Danish artist Kurt Westergaard, known for drawing a caricature of the prophet Muhammad that sparked outrage around the Muslim world, has died at the age of 86.
Westergaard died in his sleep after a long period of ill-health, his family told the newspaper Berlingske.
The illustrator was behind one of 12 drawings published by conservative daily newspaper Jyllands-Posten in 2005 under the headline The Face of Mohammed, with Westergaard’s sparking particular anger. Islamic tradition says no image of the prophet should be produced or shown.
The anger escalated into anti-Danish violence across the Muslim world in 2006 in which dozens died, with Danish embassies attacked, including the one in Damascus which was burned down.
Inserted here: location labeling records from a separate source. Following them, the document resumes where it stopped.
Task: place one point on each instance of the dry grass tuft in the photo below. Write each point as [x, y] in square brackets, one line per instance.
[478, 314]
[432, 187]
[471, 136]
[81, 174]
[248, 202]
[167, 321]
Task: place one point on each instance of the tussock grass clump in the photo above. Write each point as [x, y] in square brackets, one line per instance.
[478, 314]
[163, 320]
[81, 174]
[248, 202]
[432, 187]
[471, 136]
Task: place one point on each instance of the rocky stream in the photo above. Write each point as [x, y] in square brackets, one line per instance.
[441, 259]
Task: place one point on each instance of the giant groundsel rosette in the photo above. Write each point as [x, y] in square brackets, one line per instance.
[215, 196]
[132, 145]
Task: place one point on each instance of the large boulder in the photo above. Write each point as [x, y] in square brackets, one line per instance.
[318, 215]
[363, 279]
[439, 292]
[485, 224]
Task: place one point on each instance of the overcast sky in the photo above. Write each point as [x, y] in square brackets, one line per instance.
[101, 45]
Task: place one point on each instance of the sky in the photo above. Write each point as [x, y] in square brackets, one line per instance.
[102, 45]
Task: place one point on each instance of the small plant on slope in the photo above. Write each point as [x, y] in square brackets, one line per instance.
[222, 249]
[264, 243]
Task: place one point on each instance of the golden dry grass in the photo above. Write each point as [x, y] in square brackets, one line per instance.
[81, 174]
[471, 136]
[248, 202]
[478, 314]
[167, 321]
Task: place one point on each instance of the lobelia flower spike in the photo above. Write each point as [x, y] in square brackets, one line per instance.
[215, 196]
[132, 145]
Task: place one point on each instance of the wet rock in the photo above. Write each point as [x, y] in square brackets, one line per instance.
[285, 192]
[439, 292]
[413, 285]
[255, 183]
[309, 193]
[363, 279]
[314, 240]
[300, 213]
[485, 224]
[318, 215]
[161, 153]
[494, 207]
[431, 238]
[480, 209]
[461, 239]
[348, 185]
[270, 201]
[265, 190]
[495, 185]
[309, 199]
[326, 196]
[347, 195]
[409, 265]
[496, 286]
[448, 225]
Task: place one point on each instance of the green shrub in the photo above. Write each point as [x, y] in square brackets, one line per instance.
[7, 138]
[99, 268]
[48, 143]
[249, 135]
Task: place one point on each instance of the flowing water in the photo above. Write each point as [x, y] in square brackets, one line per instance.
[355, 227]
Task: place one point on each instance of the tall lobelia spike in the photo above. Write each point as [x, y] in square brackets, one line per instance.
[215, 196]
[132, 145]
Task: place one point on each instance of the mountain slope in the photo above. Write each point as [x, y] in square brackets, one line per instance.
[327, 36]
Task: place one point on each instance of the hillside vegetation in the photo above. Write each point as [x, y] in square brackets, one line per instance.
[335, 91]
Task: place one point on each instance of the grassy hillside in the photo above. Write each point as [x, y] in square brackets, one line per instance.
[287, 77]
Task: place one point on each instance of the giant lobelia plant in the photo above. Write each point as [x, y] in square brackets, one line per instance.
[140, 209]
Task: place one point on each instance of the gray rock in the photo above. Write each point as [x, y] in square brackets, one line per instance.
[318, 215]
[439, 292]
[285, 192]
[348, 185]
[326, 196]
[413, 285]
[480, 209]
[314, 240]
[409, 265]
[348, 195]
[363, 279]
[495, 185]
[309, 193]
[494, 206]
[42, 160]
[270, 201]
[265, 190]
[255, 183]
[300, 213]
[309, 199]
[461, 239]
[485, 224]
The cartoons were reprinted in 2012 by the French satirical weekly Charlie Hebdo, three years before a massacre at its Paris office left 12 people dead.
Attacks
A total of 17 people were murdered across three days in a series of attacks that horrified France. All three assailants were killed in shootouts with the police, leaving only accomplices to face trial.
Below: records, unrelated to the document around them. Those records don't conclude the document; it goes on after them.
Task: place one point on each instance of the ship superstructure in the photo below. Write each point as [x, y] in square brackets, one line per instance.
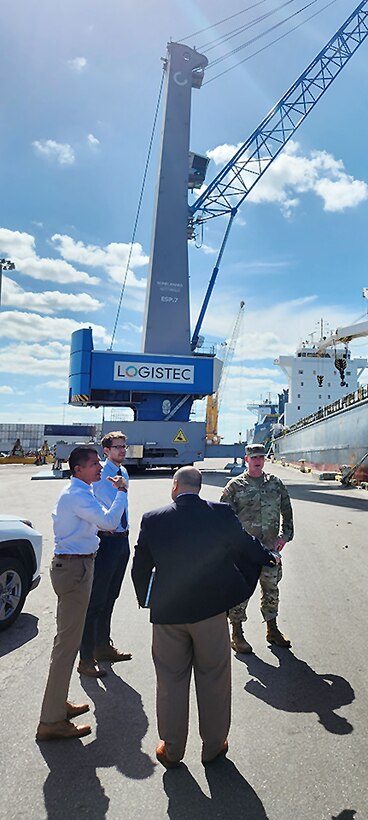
[317, 379]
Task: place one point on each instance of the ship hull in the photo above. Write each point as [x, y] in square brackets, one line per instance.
[327, 443]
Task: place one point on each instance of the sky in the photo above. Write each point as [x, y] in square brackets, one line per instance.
[80, 84]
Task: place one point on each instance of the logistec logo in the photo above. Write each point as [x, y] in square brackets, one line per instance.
[153, 372]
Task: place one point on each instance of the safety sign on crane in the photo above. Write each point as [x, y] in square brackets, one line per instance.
[180, 438]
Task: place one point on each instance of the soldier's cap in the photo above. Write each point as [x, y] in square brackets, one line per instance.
[255, 450]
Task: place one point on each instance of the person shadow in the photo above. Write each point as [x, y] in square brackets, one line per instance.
[231, 795]
[23, 630]
[294, 686]
[72, 788]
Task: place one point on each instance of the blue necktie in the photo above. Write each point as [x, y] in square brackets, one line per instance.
[124, 521]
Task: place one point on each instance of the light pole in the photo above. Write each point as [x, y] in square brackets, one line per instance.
[5, 264]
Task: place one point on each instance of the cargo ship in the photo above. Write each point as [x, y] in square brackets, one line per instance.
[325, 420]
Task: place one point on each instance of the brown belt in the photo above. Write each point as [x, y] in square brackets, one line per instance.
[101, 533]
[74, 555]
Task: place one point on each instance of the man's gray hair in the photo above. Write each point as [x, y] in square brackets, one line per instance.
[189, 477]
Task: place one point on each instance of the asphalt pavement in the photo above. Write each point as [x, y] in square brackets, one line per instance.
[298, 742]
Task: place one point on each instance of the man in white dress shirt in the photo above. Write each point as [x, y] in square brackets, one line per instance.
[110, 565]
[76, 519]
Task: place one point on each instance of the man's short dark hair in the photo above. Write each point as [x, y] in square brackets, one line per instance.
[189, 477]
[108, 439]
[79, 457]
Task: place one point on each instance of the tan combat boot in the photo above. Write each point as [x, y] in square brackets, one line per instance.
[273, 635]
[238, 642]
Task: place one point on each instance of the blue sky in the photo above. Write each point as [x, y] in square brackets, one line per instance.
[79, 88]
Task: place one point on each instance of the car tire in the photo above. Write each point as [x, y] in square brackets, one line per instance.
[13, 590]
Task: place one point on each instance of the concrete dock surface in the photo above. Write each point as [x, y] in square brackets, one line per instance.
[298, 742]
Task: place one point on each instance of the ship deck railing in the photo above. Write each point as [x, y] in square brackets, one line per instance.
[359, 395]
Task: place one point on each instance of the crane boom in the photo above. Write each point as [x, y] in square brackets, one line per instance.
[236, 180]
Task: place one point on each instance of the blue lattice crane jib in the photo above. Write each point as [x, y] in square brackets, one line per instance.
[234, 182]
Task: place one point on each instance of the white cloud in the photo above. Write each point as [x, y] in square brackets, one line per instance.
[93, 140]
[35, 360]
[113, 258]
[35, 328]
[292, 174]
[62, 152]
[55, 384]
[78, 63]
[20, 247]
[46, 301]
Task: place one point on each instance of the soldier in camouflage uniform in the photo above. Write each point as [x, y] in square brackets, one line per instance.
[259, 500]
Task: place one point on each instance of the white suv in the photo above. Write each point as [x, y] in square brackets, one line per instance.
[20, 559]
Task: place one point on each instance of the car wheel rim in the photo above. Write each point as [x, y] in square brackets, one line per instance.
[10, 593]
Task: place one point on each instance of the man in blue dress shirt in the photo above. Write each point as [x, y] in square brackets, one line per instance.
[110, 565]
[76, 518]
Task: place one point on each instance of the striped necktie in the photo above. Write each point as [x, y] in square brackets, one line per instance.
[124, 520]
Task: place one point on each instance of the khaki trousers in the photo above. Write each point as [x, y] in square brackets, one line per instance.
[176, 650]
[71, 578]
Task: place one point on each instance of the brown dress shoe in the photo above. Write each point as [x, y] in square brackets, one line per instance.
[92, 669]
[222, 753]
[110, 653]
[73, 709]
[60, 730]
[163, 758]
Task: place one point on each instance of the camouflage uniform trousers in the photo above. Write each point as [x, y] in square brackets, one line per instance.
[270, 578]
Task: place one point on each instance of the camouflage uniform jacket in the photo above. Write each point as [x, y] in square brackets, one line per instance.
[259, 506]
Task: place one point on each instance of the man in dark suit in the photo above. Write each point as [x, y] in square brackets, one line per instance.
[203, 563]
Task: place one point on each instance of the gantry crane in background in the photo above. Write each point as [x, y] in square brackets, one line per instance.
[214, 401]
[161, 383]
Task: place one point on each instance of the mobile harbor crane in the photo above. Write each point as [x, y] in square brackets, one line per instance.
[161, 383]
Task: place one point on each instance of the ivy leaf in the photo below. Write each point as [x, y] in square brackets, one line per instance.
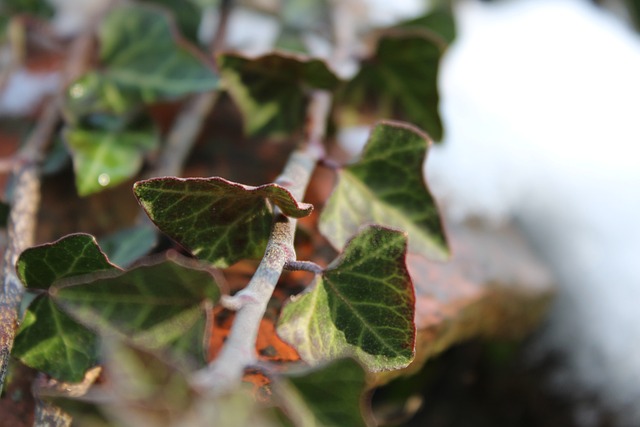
[216, 220]
[141, 50]
[152, 305]
[73, 255]
[52, 342]
[386, 186]
[130, 244]
[104, 159]
[49, 340]
[400, 80]
[271, 90]
[330, 395]
[362, 306]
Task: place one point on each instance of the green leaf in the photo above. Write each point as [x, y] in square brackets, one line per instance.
[141, 50]
[104, 159]
[128, 245]
[399, 81]
[52, 342]
[216, 220]
[362, 306]
[271, 91]
[439, 20]
[152, 305]
[73, 255]
[386, 186]
[330, 395]
[49, 340]
[95, 101]
[40, 8]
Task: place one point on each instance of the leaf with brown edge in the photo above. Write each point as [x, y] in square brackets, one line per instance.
[362, 306]
[386, 186]
[271, 90]
[399, 81]
[216, 220]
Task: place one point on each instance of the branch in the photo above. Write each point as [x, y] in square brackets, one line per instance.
[227, 370]
[238, 352]
[188, 124]
[24, 206]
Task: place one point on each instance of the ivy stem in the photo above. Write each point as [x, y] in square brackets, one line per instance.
[227, 370]
[309, 266]
[188, 124]
[21, 227]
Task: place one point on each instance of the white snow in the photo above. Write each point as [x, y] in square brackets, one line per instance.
[541, 102]
[25, 89]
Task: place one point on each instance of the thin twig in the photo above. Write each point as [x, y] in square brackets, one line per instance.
[227, 370]
[188, 124]
[239, 349]
[309, 266]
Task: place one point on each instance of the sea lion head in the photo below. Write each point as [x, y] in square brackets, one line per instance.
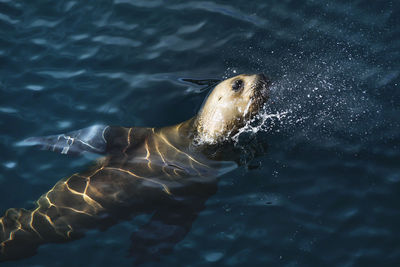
[230, 105]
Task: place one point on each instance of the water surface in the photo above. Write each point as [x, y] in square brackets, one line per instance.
[328, 191]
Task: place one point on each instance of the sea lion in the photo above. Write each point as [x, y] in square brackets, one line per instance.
[168, 172]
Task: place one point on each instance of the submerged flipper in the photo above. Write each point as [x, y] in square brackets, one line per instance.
[90, 139]
[97, 139]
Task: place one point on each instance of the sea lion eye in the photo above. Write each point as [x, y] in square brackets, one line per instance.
[237, 85]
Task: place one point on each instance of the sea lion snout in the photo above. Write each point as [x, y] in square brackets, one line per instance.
[263, 85]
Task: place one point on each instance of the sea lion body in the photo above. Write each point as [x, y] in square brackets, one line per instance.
[159, 171]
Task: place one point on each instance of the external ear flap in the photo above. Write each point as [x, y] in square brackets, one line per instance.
[89, 140]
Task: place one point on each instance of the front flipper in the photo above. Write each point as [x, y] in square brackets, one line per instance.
[91, 139]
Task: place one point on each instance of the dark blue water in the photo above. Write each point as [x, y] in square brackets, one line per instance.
[328, 191]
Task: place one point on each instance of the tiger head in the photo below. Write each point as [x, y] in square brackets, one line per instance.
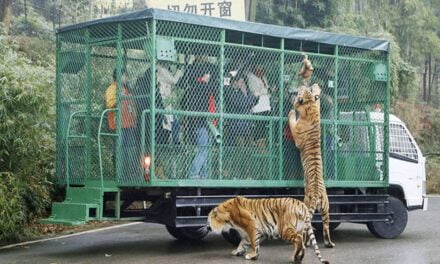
[219, 218]
[306, 97]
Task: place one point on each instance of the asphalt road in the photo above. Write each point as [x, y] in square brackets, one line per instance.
[150, 243]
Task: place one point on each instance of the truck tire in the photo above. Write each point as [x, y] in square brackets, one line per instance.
[393, 228]
[187, 233]
[232, 236]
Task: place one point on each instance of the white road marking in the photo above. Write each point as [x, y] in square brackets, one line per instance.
[70, 235]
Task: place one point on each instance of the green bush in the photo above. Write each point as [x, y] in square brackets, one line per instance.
[27, 145]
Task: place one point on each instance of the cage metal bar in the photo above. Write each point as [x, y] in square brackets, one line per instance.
[280, 112]
[153, 101]
[222, 103]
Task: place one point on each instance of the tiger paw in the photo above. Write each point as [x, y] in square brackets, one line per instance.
[238, 252]
[252, 256]
[329, 244]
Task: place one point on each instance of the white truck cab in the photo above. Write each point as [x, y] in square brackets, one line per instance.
[407, 175]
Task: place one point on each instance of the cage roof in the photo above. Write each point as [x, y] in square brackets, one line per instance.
[248, 27]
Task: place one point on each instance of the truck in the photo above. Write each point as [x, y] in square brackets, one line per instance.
[142, 169]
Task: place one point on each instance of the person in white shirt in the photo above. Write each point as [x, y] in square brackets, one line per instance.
[259, 87]
[166, 82]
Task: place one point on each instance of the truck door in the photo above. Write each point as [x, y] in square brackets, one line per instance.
[407, 165]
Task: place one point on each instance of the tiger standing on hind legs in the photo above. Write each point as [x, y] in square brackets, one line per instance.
[306, 132]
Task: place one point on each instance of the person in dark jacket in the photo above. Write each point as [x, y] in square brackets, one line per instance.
[199, 96]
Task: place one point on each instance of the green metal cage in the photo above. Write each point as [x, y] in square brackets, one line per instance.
[177, 127]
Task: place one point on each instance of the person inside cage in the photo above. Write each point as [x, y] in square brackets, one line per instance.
[239, 100]
[166, 82]
[128, 121]
[259, 87]
[199, 96]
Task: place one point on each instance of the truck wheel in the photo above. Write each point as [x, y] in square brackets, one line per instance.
[232, 236]
[333, 226]
[187, 233]
[393, 228]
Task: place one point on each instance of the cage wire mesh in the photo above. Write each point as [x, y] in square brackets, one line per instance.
[208, 107]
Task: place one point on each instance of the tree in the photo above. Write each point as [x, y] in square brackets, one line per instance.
[5, 14]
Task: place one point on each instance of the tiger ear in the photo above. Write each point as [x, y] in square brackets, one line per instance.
[316, 90]
[238, 199]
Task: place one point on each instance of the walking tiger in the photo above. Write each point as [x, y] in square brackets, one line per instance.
[256, 219]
Death threats against Westergaard personally eventually forced him into hiding. In 2008 Denmark’s three main newspapers reprinted the cartoon after the arrest of three men for plotting to murder the artist. One was released without charge, another deported and a third sent to an asylum centre.
In early 2010, Danish police caught a 28-year-old Somalian armed with a knife and axe in Westergaard’s house, where he was planning to kill him.
Westergaard had been working at Jyllands-Posten since the mid-1980s as an illustrator and, according to Berlingske, the drawing in question had been printed once before but without sparking much controversy.
During the last years of his life Westergaard, like a number of others associated with the cartoons, had to live under police protection at a secret address.